AM6546: DDR4 multibit ECC fault

Johnny Mostraum

Part Number: AM6546
Other Parts Discussed in Thread: AM6548, TMDX654IDKEVM

Tool/software:

Hi,

We are investigating an issue where we lately are experiencing multibit ECC fault on some of our produced controller units with the Sitara AM6548 and Nanya DDR4 (NT5AD512M8D3-HRI).

The DDR registers has been configured with “AM65x_DRA80xM_EMIF_Tool_2.03.xlsm” with the following parameters.

Data Rate: 1600 MT/s
ECC Enabled: Yes
CA Parity Enabled: Yes (Parity Latency = 4tCK)
Data Width: 32 bits
CL = 12
CWL = 9
Refresh 3.9us (>85Deg)

Going through the DDR configuration and status registers we have some questions and observations.

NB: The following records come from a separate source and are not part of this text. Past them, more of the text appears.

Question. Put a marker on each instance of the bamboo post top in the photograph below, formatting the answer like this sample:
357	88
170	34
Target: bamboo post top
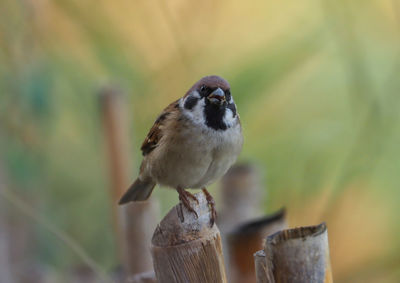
185	248
173	231
298	255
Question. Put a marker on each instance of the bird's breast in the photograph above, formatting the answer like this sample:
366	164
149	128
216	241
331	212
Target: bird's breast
195	156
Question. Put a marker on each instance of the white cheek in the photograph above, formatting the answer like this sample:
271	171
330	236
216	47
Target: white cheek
229	120
196	114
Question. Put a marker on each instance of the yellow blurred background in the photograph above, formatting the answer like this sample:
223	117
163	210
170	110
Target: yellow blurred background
316	84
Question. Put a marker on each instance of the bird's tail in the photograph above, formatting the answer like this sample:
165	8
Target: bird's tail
138	191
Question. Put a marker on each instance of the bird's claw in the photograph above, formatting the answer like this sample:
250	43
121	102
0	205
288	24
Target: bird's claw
184	198
211	205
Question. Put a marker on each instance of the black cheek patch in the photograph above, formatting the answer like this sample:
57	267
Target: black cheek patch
232	106
190	102
162	117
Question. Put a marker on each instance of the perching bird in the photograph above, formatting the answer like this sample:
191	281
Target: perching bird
192	143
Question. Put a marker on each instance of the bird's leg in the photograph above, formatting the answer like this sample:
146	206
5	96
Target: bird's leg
211	205
184	198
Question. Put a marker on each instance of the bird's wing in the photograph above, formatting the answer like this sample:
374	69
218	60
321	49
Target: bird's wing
155	133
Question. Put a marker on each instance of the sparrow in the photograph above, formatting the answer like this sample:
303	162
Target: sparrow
193	142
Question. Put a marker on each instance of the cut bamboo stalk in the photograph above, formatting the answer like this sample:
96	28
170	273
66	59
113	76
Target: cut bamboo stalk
186	248
134	222
297	255
246	240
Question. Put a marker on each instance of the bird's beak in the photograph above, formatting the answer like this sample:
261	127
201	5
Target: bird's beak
217	96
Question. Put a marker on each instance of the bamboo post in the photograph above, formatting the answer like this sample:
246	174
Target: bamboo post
145	277
296	255
259	262
134	222
246	240
241	196
5	264
186	248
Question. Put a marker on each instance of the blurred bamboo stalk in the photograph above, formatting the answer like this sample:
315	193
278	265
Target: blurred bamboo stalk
5	263
241	197
246	240
133	222
298	255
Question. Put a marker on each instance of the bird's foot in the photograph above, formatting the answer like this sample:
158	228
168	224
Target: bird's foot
184	197
211	205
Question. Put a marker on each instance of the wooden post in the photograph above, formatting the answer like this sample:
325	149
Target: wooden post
296	255
134	222
246	240
186	248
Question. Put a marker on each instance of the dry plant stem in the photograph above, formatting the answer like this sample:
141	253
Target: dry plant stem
246	240
298	255
133	222
188	251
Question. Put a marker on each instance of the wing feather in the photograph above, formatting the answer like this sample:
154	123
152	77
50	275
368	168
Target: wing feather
155	133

We have two warning flags in the DDRPHY_DX0GSR3 to DDRPHY_DX4GSR3, HVWRN (Host VREF Training Warning) and DVWRN (DRAM VREF Training Warning), both field 0x1. What could be causing these warnings?

We noticed that in “SPRUID7E AM65x Technical Reference Manual rev E”, register DDRPHY_DX8SL2PLLCR0, CPPC, 6’b000110 = PLL reference clock ranges from 280MHz to 332MHz, we assume this is an error in the manual, and should be 6’b001110?

For registers DDRPHY_PGCR6 and DDRPHY_PGSR1 “AM65x_DRA80xM_EMIF_Tool_2.03.xlsm” sets the INHVT (VT Calculation Inhibit) and VTSTOP (VT Stop) flags. Are there any situations where it would be beneficial to disable these flags?

There are multiple DDRPHY registers mentioning that larger values will give a more conservative command to command timings (list below). Today we are using the datasheet / values from AM65x_DRA80xM_EMIF_Tool_2.03.xlsm. If we make adjustments in these registers, could this have “side effects”, meaning we have to also compensate other timing parameters?

DDRPHY_DTPR0, fields TRRD, TRAS, and TRP.
DDRPHY_DTPR1, fields TWLMRD, and TFAW.
DDRPHY_DTPR2, fields TCKE, and TXS.
DDRPHY_DTPR3, fields TRFC, and TWLO.
DDRPHY_DTPR5, fields TODTUP, TRCD, TWTR.

When configuring the CA Parity we had issues getting this to work with the updated register values calculated with AM65x_DRA80xM_EMIF_Tool_2.03.xlsm”. To get it to work we had to update the DDRCTL_DFITMG0 register, field DFI_TPHY_WRLAT and DFI_T_RDDATA_EN with the parity latency. Should the tool have updated this register fields as well?

Regards

Johnny Mostraum

5 months ago

0 JJD 5 months ago

TI__Guru* 90235 points

Hi Johnny, sorry for the late reply

1. I don't think the VREF warnings are significant. From the spec, it says:

This flag is asserted in the following situation: The WARNING flag is asserted when VREF value has reached limit (MIN or MAX) during sweep but no data failure detected.

This just tells me that you have a lot of VREF margin, as it hit one of the boundaries without a fail. So i don't think that's a problem.

2. Yes, this appears to be a typo, should be 6’b001110

3. The VT calculation inhibit needs to be set anytime you are writing to the delay lines, for example during initialization, that is why the configuration sets it this way. I believe you could clear the bit after init (not sure if our driver does this) to enable the VT compensation logic.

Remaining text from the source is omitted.